Whoa. We all had a pretty good idea that Markell’s ‘torch’ wanted to burn public education in Delaware to the ground.
Here, in this New York Magazine blog, Delaware’s former Secretary of Education verifies what we thought. All of this in his own words:
Imagine if the teachers’ union was a gatekeeper for quality teaching: “We, the union, care deeply about high-quality teachers and we are going to do everything we can to ensure we have high-quality teachers,” instead of, “We’re going to spend our time defending teachers who do bad things, and negotiating for better health benefits and salary.” I’m not saying those things are unimportant; I actually tried to pay teachers more money, but I wanted to link the money to their responsibilities and their performance. But the teachers’ union doesn’t even want to talk about how one teacher is a lot better than another.

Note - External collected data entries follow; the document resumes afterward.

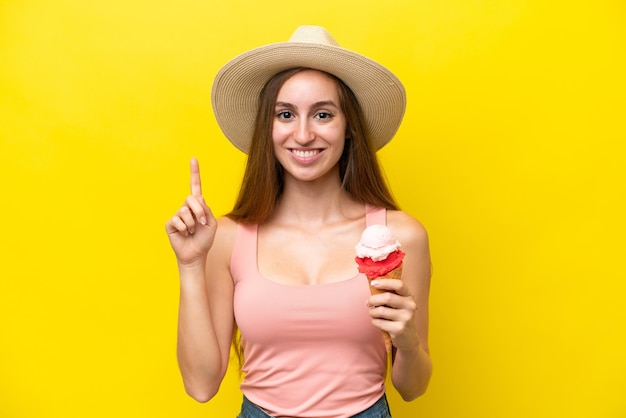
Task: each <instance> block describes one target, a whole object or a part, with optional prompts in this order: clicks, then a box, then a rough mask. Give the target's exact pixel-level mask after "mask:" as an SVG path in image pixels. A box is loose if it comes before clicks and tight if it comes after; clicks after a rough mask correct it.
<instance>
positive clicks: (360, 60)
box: [211, 26, 406, 153]
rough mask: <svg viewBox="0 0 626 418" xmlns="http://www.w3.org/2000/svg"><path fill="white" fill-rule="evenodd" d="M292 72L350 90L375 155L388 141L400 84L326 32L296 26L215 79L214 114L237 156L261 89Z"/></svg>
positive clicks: (387, 73)
mask: <svg viewBox="0 0 626 418" xmlns="http://www.w3.org/2000/svg"><path fill="white" fill-rule="evenodd" d="M295 67H307V68H312V69H316V70H321V71H325V72H328V73H330V74H333V75H335V76H337V77H339V78H340V79H341V80H342V81H343V82H344V83H346V85H348V87H350V89H351V90H352V91H353V92H354V94H355V95H356V97H357V99H358V101H359V104H360V105H361V108H362V109H363V114H364V117H365V121H364V122H365V126H366V128H367V130H368V132H369V135H370V140H371V141H373V144H374V147H375V148H376V149H377V150H378V149H380V148H382V147H383V146H384V145H385V144H386V143H387V142H389V141H390V140H391V138H393V136H394V134H395V133H396V131H397V129H398V127H399V126H400V122H401V121H402V117H403V115H404V109H405V107H406V94H405V91H404V87H403V85H402V83H401V82H400V80H398V78H397V77H396V76H395V75H393V74H392V73H391V72H390V71H389V70H387V69H386V68H385V67H383V66H382V65H380V64H378V63H377V62H374V61H372V60H371V59H369V58H367V57H365V56H363V55H360V54H357V53H355V52H352V51H349V50H347V49H345V48H342V47H340V46H339V45H338V44H337V42H336V41H335V40H334V39H333V37H332V36H331V35H330V34H329V33H328V32H327V31H326V29H324V28H322V27H319V26H300V27H299V28H297V29H296V31H295V32H294V33H293V35H292V36H291V38H290V39H289V41H287V42H279V43H274V44H270V45H265V46H262V47H259V48H255V49H252V50H250V51H248V52H244V53H243V54H241V55H239V56H237V57H235V58H233V59H232V60H231V61H229V62H228V63H227V64H226V65H224V67H222V69H221V70H220V71H219V72H218V74H217V76H216V77H215V81H214V82H213V91H212V94H211V101H212V104H213V112H214V113H215V117H216V119H217V122H218V123H219V125H220V128H221V129H222V131H223V132H224V135H226V137H227V138H228V139H229V140H230V141H231V142H232V143H233V145H235V146H236V147H237V148H239V149H240V150H241V151H243V152H245V153H247V152H248V150H249V148H250V142H251V141H252V132H253V130H254V120H255V118H256V110H257V106H258V100H259V93H260V92H261V89H262V88H263V86H264V85H265V83H266V82H267V81H268V80H269V79H270V78H271V77H272V76H273V75H274V74H276V73H279V72H281V71H283V70H287V69H290V68H295Z"/></svg>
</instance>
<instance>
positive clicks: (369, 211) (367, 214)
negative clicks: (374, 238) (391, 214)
mask: <svg viewBox="0 0 626 418" xmlns="http://www.w3.org/2000/svg"><path fill="white" fill-rule="evenodd" d="M365 223H366V225H367V226H370V225H387V209H385V208H379V207H377V206H371V205H365Z"/></svg>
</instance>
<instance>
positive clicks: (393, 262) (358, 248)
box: [356, 225, 404, 353]
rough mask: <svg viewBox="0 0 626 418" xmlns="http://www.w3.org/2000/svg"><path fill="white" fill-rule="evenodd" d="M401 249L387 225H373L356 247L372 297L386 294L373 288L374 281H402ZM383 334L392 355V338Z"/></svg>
mask: <svg viewBox="0 0 626 418" xmlns="http://www.w3.org/2000/svg"><path fill="white" fill-rule="evenodd" d="M399 248H400V243H399V242H398V241H396V239H395V238H394V237H393V234H392V233H391V231H390V230H389V228H387V227H386V226H385V225H371V226H369V227H367V228H366V229H365V231H363V235H362V236H361V241H359V243H358V244H357V246H356V254H357V257H356V262H357V264H358V267H359V272H361V273H364V274H365V275H366V276H367V280H368V283H369V285H370V293H371V294H372V295H376V294H379V293H384V292H385V291H384V290H379V289H376V288H375V287H374V286H372V285H371V281H372V280H374V279H396V280H401V278H402V259H403V258H404V253H403V252H402V251H401V250H400V249H399ZM382 332H383V338H384V341H385V349H386V350H387V352H388V353H390V352H391V336H390V335H389V333H387V332H385V331H382Z"/></svg>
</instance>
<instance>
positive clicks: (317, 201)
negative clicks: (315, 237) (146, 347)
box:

Well, you tried to quantitatively evaluate teachers by the performance of the schools where they taught. Ignoring, of course, the obvious correlation between economic disadvantage, family stability, and school performance. But don’t let me interrupt.
I tried to change the funding system. I couldn’t get that done. I tried to change how teachers were paid. Couldn’t get that done. Tried to change how we dealt with the lowest-performing schools. Couldn’t get that done. Each time you try to turn around a school, or you open or close a charter school, or disagree with the union, you punch another hole in the bucket and you start to drain out. You lose some political capital. Eventually, you’re out of water.
Especially when you rely on the highly-paid bean counters in your own Department and ignore people who understand what actually goes on in schools.
You’ll have to read the entire piece to see how he completely distorts what happened with the Wilmington schools. But, he betrays the real motive for this screed in the final graf:
I am really nervous that really great people are going to stop being willing to pursue public office because you get publicly and professionally assassinated in these jobs. The people who, day in and day out, are running our government — these are not bad people. They show up to these jobs because they care, and they take pay cuts to do it, and nobody thanks them. Very rarely do you get thanks.
That may or may not be true. But if the implication is that ‘really great people’ include people like Mark Murphy, it’s not true. When you look at it, this piece is every bit as self-serving as Jack Markell’s vanity piece in the Atlantic. And just as full of the false choices that Markell posited, in Markell’s case that we ‘need jobs, not populism’. In Murphy’s case, it is, and I quote, ‘Imagine if the teachers’ union was a gatekeeper for quality teaching…instead of, ‘We’re going to spend our time defending teachers who do bad things, and negotiating for better health benefits and salary’. False choices–one more thing that Markell and Murphy have in common. Along with the disingenuous nature that these two condescending elitists share.